The monarch is more orange, has heavier black-lined veins, and the underside of the wings is a pale yellowish color.

The queen has nearly no black-marked veins, and has white forewing submarginal spots on both surfaces of the wings.

==Habitat==
The soldier may be found in a variety of open, subtropical habitats such as citrus groves, weedy water edges where host plants occur, dry fields, etc.

==Flight==
This butterfly may be encountered from February to December in southern Florida (it is most common in October to December), and from August to January in southern Texas.

==Life cycle==
Males patrol for females. The eggs are bright orange. The black larva is banded with white and yellow stripes. It has a subdorsal row of yellowish-tan spots. There are six black, fleshy filaments, the first pair near the head, the second on the thorax, and the third at the end of the abdomen. The chrysalis is very similar to that of the monarch, often indistinguishable.

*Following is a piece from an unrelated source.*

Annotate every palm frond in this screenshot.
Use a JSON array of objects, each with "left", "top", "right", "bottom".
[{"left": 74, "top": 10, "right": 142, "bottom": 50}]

It has three or more broods per year.

==Host plants==
- Diplolepis nummerlariifolia
- Strangler vine, Morrenia odorata
- Talayote, Cynanchum racemosum
- Sodom apple, Calotropis procera
- Tropical milkweed, Asclepias curassavica
- White vine, Funastrum clausum
- West Indian pinkroot, Spigelia anthelmia

==Ecology==
Recent field studies in Oaxaca, Mexico identified Telminostelma foetidum (Apocynaceae) as a larval host plant and nectar source for Danaus eresimus, expanding its known range of host plants beyond Asclepias and related genera.